Eine hochrangige Quelle aus dem Verteidigungsministerium erklärte gegenüber der Daily Mail, Großbritannien sei ein leichtes Ziel.
Ed Milibands Windparks könnten die britischen Raketenabwehrsysteme „Iron Dome“ lahmlegen.
Von Glen Owen und Dan Hodges, Daily Mail
Großbritannien sei angesichts von Drohnenangriffen ein „leichtes Ziel“, da die Windparks von Ed Miliband die radargestützten Verteidigungssensoren beeinträchtigten, erklären hochrangige Verteidigungsexperten.
Minister wurden gewarnt, dass Großbritannien kein Äquivalent zu Israels berühmtem „Iron Dome“ besitzt, welches die Fähigkeit verleiht, ballistische Raketen in großer Höhe in einer Entfernung von 60 km abzufangen.
Die Quelle fügte hinzu: „Windparks sind im Grunde riesige Metallklötze, die den Radarstationen im Weg stehen. Man kann also mit Fug und Recht behaupten, dass Windparks und Radar keine gute Kombination sind.“
Die Labour-Partei hat sich verpflichtet, bis 2030 auf 95 Prozent saubere Energiequellen umzusteigen – ein Ziel, das eine Verdreifachung der derzeitigen Windkraftkapazität erfordert. Dies könnte zu einer Lockerung der Planungsvorschriften für den Bau von Windkraftanlagen führen.
Es wird Ausreden geben, dass sich die Natur des Krieges verändert habe und man dies nicht vorhersehen konnte.
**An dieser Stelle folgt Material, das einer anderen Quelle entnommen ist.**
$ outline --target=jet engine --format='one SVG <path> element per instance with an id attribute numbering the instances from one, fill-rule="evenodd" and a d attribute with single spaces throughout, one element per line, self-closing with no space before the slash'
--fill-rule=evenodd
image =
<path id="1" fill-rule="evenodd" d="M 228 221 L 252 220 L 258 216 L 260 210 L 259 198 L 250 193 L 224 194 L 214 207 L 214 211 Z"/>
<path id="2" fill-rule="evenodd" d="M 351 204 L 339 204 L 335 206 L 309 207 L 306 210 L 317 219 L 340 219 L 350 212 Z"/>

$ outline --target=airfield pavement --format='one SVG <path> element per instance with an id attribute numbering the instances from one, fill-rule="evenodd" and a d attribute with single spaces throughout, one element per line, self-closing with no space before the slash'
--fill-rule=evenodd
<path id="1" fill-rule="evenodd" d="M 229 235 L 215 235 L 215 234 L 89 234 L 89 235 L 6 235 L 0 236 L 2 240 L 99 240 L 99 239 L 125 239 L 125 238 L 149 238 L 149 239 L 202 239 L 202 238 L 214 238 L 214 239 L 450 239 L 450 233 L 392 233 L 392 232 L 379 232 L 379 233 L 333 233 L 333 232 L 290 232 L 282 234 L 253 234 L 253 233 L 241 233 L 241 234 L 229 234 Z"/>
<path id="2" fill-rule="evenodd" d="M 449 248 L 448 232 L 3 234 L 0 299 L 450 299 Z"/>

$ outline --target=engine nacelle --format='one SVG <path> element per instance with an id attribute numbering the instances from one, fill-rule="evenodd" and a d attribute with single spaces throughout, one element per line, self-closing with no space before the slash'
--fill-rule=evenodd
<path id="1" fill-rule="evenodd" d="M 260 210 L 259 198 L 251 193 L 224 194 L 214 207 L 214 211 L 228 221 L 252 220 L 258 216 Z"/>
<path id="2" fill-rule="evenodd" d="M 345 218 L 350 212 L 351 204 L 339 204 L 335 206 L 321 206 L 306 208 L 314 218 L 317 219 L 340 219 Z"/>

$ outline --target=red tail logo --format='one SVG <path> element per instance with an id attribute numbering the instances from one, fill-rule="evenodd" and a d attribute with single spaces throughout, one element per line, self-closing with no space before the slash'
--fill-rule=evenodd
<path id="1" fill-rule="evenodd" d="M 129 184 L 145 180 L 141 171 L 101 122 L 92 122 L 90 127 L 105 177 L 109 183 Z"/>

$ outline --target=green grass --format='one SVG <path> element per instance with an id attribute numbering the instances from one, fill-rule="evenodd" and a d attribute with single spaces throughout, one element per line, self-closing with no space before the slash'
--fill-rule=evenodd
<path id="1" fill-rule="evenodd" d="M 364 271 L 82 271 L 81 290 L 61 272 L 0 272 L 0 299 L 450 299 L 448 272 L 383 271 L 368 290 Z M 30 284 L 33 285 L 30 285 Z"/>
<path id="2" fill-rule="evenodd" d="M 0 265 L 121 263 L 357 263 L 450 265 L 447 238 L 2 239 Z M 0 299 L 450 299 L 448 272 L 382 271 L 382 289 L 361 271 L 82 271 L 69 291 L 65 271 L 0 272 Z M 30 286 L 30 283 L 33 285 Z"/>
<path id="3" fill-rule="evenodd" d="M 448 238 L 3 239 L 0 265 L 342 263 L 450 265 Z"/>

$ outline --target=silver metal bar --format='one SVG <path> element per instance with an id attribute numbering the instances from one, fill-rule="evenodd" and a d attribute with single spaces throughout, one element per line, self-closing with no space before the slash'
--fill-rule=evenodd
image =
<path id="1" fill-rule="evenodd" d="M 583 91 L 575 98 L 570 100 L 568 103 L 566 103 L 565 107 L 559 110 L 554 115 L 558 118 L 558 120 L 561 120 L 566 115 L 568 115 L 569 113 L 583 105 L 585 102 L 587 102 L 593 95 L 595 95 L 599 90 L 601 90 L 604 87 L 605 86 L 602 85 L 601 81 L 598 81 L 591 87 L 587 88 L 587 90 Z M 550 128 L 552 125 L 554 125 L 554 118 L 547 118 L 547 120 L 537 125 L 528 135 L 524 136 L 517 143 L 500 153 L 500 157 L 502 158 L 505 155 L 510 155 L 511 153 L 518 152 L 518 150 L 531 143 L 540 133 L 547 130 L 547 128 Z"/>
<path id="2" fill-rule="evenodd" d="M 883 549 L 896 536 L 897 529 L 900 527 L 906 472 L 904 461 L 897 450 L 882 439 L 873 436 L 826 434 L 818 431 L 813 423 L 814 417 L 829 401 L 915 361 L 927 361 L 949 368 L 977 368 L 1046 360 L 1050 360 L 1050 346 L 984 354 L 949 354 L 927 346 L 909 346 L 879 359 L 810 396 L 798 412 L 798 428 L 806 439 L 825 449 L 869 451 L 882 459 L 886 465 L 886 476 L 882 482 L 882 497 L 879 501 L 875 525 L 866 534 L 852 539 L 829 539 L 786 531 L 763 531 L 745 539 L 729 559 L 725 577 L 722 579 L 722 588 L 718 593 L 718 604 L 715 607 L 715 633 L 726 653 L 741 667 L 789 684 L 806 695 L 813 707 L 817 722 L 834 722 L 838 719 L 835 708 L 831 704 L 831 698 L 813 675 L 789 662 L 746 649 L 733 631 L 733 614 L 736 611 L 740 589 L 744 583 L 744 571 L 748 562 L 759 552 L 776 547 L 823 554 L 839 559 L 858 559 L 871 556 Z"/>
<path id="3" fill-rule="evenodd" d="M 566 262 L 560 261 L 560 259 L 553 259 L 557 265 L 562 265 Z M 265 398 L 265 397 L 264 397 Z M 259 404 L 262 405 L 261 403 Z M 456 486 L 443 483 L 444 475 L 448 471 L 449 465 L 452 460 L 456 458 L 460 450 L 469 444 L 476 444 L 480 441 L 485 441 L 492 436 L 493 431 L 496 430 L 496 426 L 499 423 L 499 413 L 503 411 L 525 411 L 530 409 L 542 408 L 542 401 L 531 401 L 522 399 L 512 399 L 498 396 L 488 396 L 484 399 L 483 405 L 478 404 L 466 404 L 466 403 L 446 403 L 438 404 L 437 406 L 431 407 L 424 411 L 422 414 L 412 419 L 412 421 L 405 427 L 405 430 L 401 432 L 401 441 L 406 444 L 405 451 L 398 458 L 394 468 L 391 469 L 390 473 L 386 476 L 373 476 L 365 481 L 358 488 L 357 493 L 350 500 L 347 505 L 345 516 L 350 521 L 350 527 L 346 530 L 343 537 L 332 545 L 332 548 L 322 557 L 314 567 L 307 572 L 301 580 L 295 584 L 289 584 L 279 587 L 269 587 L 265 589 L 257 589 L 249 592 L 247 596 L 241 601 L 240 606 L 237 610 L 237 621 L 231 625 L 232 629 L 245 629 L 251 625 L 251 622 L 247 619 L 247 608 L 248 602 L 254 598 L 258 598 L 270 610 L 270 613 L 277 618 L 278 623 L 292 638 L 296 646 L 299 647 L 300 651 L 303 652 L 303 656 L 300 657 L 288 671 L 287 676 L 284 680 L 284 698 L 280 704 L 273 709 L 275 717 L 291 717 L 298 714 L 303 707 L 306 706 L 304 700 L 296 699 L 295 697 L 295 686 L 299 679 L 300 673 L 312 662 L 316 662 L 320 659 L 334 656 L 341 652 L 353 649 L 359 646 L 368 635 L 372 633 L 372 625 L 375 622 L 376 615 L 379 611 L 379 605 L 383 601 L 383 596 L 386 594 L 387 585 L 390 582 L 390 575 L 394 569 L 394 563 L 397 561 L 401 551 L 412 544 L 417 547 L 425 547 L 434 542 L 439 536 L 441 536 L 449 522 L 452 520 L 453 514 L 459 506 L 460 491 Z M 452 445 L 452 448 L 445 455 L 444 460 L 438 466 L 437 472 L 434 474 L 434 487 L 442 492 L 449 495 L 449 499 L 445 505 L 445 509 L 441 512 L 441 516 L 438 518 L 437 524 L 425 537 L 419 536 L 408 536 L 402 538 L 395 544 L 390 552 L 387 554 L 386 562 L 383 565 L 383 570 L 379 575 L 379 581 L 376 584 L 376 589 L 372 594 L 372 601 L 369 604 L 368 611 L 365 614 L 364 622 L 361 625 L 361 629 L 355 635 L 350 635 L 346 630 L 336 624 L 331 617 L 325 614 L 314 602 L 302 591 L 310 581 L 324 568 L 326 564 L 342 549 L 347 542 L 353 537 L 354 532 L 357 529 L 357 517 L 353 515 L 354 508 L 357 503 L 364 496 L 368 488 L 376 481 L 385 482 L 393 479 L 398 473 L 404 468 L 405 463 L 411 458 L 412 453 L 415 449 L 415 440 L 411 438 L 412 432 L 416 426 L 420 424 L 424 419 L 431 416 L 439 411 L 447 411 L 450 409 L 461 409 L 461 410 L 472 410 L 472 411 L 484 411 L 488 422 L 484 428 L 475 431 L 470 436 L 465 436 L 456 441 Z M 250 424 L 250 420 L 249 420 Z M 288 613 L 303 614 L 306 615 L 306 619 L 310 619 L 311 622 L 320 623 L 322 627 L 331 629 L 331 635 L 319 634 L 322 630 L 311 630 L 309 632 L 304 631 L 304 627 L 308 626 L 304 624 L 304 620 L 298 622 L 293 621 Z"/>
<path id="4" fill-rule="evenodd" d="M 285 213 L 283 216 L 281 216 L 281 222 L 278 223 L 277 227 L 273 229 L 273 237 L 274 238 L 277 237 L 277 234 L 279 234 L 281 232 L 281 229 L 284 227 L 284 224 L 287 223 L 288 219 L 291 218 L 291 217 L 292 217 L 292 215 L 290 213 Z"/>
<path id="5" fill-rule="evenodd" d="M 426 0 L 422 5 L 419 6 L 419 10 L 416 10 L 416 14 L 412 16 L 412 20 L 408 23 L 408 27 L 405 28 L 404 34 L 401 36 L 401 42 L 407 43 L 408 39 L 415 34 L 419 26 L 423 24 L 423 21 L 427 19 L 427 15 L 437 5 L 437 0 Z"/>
Nur wussten wir bereits, dass Offshore-Windkraftanlagen die Radarsignale der Schiffe störten und das Radar der Luftwaffe beeinträchtigten . Vor drei Jahren nutzten RAF-Piloten die Anlagen bereits, um sich bei Übungen besser zu tarnen.
Schweden blockierte 2024 den Bau von 13 Offshore-Windparks, weil es befürchtete, dadurch weniger frühzeitig vor einem russischen Raketenangriff gewarnt zu werden.
Zum Glück brauchen wir in Australien kein Radar, um feindliche Angriffe frühzeitig zu erkennen – wir haben ja die Piloten der Virgin Atlantic.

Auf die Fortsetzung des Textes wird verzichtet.